With thousands of students unable to get the classes they need, state Sen. Carol Liu (D-La Cañada Flintridge) on Monday touted legislation that would force those entering the community college system to have an education plan — and stick with it.
Speaking at Glendale Community College, Liu said the legislation she c-authored — and which is awaiting Gov. Jerry Brown’s signature — would support students at the front-end of their education by making them set a clear path for graduation to make their time in the system more efficient.
“We need to become — because we simply don’t have the resources — more focused,” Liu said. “We want our students to become more focused.”
Under the pressure of tight budget cuts, Glendale Community College has encountered its own hurdles. Five thousand students were on waiting lists for reduced classes in the first week of this semester and officials are looking to cut roughly 100 classified employee positions.

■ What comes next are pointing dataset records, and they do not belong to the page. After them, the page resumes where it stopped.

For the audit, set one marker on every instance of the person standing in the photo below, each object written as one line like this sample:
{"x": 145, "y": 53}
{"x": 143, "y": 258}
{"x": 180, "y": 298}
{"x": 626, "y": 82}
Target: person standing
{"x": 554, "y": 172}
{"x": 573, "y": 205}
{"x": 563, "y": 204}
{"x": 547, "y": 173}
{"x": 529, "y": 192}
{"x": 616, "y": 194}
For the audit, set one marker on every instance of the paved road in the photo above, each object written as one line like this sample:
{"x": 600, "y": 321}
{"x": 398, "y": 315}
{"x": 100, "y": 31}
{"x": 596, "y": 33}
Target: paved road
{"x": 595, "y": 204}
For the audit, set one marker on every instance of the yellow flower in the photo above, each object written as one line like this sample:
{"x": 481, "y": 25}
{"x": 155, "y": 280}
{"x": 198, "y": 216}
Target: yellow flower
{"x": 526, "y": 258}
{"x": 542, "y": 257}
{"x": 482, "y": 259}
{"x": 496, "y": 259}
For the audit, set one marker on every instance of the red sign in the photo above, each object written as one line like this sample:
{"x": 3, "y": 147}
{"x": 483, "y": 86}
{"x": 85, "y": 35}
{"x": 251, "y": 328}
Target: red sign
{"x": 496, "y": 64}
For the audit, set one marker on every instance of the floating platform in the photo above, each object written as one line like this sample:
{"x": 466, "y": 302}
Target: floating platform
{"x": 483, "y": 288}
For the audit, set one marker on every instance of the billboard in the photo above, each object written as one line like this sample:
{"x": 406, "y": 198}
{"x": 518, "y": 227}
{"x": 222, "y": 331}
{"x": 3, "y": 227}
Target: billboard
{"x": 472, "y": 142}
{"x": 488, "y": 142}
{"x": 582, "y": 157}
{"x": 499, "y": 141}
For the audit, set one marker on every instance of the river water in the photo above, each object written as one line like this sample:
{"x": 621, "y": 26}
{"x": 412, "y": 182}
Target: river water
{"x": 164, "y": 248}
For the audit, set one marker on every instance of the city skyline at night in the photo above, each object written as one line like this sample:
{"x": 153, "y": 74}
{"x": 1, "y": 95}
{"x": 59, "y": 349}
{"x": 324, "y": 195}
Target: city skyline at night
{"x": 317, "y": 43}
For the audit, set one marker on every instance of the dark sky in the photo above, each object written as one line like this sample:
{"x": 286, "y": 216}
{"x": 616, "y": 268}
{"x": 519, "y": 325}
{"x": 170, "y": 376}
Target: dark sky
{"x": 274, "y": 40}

But the impetus for Senate Bill 1456 follows statewide challenges seen over the several years. In 2009-2010, first-time students unable to sign-up for community college classes statewide totaled 133,000.
Liu referred to a 2010 report by the Sacramento State University for Higher Education and Policy that found that after six years of enrolling in community colleges, 70% of students had not completed a degree, certificate or had transferred to a four-year school.

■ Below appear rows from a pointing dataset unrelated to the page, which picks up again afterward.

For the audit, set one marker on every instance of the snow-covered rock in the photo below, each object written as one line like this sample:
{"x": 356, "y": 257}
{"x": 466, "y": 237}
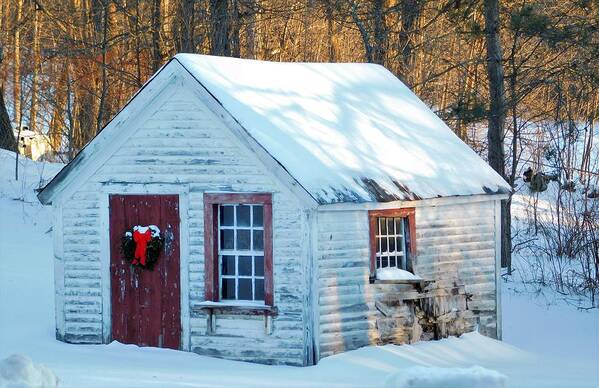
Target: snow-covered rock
{"x": 393, "y": 273}
{"x": 425, "y": 377}
{"x": 18, "y": 371}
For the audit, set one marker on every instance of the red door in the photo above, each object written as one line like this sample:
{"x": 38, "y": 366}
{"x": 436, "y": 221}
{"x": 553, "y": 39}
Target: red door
{"x": 146, "y": 305}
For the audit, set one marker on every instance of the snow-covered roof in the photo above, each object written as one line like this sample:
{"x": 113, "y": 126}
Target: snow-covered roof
{"x": 347, "y": 132}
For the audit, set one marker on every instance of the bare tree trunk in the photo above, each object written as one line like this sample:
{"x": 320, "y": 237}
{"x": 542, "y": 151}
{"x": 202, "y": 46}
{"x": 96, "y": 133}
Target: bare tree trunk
{"x": 186, "y": 26}
{"x": 7, "y": 138}
{"x": 331, "y": 40}
{"x": 410, "y": 12}
{"x": 496, "y": 117}
{"x": 250, "y": 29}
{"x": 17, "y": 63}
{"x": 380, "y": 32}
{"x": 156, "y": 22}
{"x": 35, "y": 75}
{"x": 235, "y": 26}
{"x": 104, "y": 87}
{"x": 219, "y": 28}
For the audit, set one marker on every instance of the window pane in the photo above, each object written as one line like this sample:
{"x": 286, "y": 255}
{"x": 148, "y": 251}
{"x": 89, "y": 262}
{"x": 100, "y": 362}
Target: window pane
{"x": 385, "y": 262}
{"x": 390, "y": 226}
{"x": 259, "y": 265}
{"x": 243, "y": 215}
{"x": 228, "y": 291}
{"x": 243, "y": 239}
{"x": 228, "y": 265}
{"x": 398, "y": 225}
{"x": 245, "y": 289}
{"x": 259, "y": 289}
{"x": 399, "y": 244}
{"x": 258, "y": 240}
{"x": 245, "y": 266}
{"x": 258, "y": 215}
{"x": 227, "y": 239}
{"x": 226, "y": 215}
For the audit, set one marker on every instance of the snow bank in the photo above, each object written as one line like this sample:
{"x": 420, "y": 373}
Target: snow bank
{"x": 32, "y": 175}
{"x": 18, "y": 371}
{"x": 392, "y": 273}
{"x": 345, "y": 131}
{"x": 424, "y": 377}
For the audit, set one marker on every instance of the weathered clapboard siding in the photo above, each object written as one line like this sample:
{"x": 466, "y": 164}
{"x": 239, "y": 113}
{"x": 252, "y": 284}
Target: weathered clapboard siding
{"x": 184, "y": 144}
{"x": 455, "y": 245}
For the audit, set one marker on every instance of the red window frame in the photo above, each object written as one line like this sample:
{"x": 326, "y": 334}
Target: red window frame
{"x": 373, "y": 215}
{"x": 211, "y": 203}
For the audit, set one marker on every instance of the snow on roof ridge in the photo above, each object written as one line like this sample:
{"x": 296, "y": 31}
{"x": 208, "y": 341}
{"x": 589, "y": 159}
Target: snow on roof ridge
{"x": 349, "y": 132}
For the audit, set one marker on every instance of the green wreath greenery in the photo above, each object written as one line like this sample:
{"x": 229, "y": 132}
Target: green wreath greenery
{"x": 153, "y": 248}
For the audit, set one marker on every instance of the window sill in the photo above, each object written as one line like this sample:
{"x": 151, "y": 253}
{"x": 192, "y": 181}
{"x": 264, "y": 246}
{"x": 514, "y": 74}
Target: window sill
{"x": 236, "y": 308}
{"x": 421, "y": 282}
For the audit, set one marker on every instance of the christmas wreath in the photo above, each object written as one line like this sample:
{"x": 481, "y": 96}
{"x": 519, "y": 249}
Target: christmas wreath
{"x": 141, "y": 246}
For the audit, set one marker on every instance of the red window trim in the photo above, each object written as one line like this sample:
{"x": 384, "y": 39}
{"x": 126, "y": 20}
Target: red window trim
{"x": 408, "y": 212}
{"x": 211, "y": 202}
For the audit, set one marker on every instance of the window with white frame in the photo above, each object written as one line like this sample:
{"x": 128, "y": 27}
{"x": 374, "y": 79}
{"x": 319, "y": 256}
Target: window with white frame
{"x": 241, "y": 252}
{"x": 391, "y": 242}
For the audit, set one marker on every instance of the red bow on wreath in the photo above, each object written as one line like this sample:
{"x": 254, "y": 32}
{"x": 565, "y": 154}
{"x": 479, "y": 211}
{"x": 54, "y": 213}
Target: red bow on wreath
{"x": 141, "y": 243}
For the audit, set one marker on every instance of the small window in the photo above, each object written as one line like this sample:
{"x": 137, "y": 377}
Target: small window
{"x": 238, "y": 247}
{"x": 391, "y": 242}
{"x": 392, "y": 235}
{"x": 241, "y": 252}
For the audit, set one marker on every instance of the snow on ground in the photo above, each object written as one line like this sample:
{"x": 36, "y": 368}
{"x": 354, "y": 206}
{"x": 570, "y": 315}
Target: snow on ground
{"x": 341, "y": 128}
{"x": 393, "y": 273}
{"x": 556, "y": 342}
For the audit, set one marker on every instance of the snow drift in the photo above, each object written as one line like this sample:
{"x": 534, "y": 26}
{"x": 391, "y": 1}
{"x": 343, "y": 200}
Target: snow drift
{"x": 18, "y": 371}
{"x": 423, "y": 377}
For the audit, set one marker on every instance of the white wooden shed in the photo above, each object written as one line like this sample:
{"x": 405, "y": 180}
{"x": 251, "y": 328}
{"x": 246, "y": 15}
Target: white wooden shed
{"x": 306, "y": 209}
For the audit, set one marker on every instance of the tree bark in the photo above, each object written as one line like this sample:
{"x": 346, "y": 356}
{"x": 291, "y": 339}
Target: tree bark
{"x": 156, "y": 26}
{"x": 35, "y": 75}
{"x": 410, "y": 12}
{"x": 380, "y": 32}
{"x": 7, "y": 138}
{"x": 219, "y": 28}
{"x": 104, "y": 86}
{"x": 496, "y": 117}
{"x": 17, "y": 64}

Under “The Student Success Act of 2012”, students must claim their educational goals upon registering. They must also state their course of study and whether they’re after a certain degree, certificate or looking to transfer to a four-year school.
Students who attend orientation and are assessed academically have proven more successful than the first time students who “wander through trying to find classes here or there without any kind of articulation,” Liu said.
Meanwhile, each college must provide counseling and “academic intervention to ensure students achieve their educational goals,” Liu said.
“I want more kids coming out of the system getting their bachelor degrees or a technical certificate,” Liu said. “I want them into jobs. I want them working for themselves and I want them working for the rest of us.”
The registration changes would take affect for 2014.